The predictor labeled “X”, which represents the percent of voters in a given state that voted for a candidate, is not a statistically significant predictor. This conclusion is in line with my analysis from the word clouds and scatterplot. However, the regression did find that the candidate was a significant predictor of sentiment. The results show that the level of significance is higher for Donald Trump than Hillary Clinton. This anecdotally makes sense given that Trump largely used Twitter to communicate with his base and was one of the first candidates to fully mobilize Twitter to run his campaign. His base still seems to have a strong presence on Twitter to this day and has been known to use the platform to rally together.

Part III: 2020 analysis

To understand if the results from part two are generalizable to future elections, I wanted to do the same analysis on the 2020 election.
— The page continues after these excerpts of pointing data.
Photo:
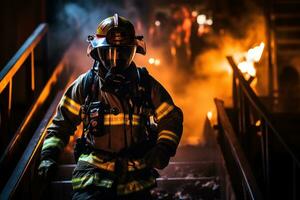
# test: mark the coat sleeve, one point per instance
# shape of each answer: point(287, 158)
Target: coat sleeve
point(64, 122)
point(168, 116)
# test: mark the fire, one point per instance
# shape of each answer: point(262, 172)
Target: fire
point(153, 61)
point(209, 115)
point(253, 56)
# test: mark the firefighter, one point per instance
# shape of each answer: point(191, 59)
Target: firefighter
point(131, 125)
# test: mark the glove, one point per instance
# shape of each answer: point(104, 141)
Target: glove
point(158, 157)
point(46, 169)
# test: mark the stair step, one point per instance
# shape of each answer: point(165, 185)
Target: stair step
point(286, 16)
point(279, 2)
point(287, 28)
point(288, 41)
point(289, 52)
point(292, 21)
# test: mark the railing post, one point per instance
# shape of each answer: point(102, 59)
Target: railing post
point(267, 162)
point(9, 98)
point(32, 72)
point(294, 181)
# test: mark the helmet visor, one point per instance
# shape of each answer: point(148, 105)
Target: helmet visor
point(116, 56)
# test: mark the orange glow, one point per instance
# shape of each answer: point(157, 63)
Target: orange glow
point(253, 55)
point(151, 61)
point(209, 115)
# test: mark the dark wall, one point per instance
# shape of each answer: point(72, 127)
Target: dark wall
point(17, 22)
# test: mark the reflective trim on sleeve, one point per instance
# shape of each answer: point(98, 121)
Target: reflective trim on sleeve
point(135, 186)
point(98, 162)
point(163, 110)
point(169, 135)
point(53, 142)
point(70, 105)
point(82, 182)
point(120, 119)
point(134, 165)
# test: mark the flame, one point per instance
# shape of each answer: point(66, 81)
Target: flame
point(255, 53)
point(153, 61)
point(253, 56)
point(209, 115)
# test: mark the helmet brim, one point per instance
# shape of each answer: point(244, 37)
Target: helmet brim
point(102, 42)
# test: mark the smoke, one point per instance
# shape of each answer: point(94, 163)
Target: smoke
point(193, 90)
point(192, 87)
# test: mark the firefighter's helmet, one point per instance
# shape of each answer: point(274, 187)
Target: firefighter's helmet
point(115, 43)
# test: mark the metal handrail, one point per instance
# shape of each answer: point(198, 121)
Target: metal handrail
point(19, 58)
point(16, 62)
point(30, 153)
point(237, 152)
point(260, 108)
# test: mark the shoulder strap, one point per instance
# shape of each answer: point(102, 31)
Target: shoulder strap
point(145, 84)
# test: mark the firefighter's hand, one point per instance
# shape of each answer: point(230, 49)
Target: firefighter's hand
point(158, 157)
point(46, 169)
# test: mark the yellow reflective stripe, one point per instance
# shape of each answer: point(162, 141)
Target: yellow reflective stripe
point(165, 134)
point(82, 182)
point(163, 110)
point(70, 105)
point(119, 119)
point(98, 162)
point(135, 186)
point(53, 142)
point(134, 165)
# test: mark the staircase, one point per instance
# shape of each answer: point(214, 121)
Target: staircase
point(195, 172)
point(285, 16)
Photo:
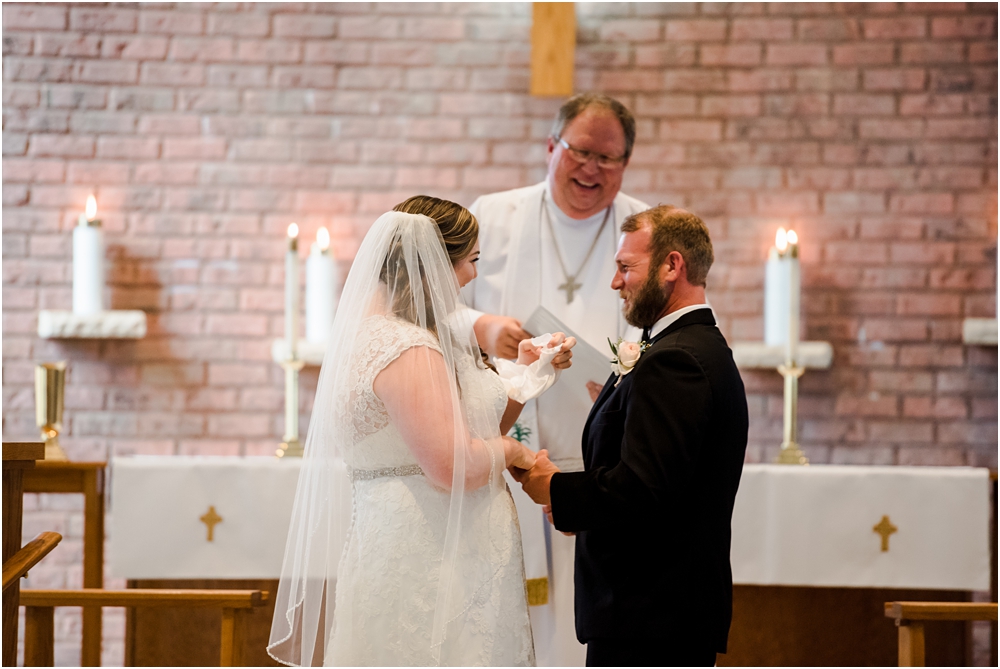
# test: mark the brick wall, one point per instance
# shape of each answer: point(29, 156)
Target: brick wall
point(205, 129)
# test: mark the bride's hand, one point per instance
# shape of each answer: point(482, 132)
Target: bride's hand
point(517, 454)
point(528, 353)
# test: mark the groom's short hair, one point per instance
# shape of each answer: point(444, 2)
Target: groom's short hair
point(676, 229)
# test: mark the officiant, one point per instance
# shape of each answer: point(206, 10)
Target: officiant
point(552, 245)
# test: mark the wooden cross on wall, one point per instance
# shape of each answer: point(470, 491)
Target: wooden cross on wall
point(553, 47)
point(211, 519)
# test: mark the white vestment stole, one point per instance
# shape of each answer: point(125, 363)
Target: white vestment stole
point(517, 264)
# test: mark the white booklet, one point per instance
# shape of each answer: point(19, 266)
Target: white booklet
point(589, 364)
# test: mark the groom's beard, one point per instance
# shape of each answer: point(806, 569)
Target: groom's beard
point(648, 304)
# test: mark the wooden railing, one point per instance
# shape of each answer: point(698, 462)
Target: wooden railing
point(29, 555)
point(910, 617)
point(40, 605)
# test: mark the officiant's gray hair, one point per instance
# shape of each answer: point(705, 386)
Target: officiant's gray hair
point(578, 104)
point(676, 229)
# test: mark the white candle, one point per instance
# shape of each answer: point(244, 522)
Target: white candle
point(292, 291)
point(776, 292)
point(794, 298)
point(320, 301)
point(88, 262)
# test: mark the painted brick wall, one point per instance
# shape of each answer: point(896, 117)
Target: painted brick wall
point(204, 129)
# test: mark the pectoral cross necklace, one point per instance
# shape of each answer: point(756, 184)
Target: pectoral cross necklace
point(571, 286)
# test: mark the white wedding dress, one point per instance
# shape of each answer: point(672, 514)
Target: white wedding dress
point(388, 574)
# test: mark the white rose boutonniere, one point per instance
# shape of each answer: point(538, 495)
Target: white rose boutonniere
point(626, 355)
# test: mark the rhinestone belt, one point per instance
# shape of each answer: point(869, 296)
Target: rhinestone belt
point(383, 472)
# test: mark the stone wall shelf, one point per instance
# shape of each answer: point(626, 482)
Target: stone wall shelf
point(310, 352)
point(979, 331)
point(758, 355)
point(116, 324)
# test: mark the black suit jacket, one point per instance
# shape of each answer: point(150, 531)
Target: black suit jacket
point(663, 454)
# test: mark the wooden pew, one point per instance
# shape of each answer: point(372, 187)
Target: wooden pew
point(910, 617)
point(18, 457)
point(29, 555)
point(88, 479)
point(40, 605)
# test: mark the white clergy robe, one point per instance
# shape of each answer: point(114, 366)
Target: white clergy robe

Since the Twitter API that I am using for sentiment analysis is using current Tweets and Donald Trump ran in both 2016 and 2020, I only had to create word clouds for Joe Biden since Trump’s would be the same under this methodology.

The percent of voters per state that voted for each candidate aggregated is depicted below.

The distribution between for the two candidates looked similar to the 2016 election with the notable exception that Biden won more states by 50%-60% than Clinton(presumably because he won and Clinton didn’t).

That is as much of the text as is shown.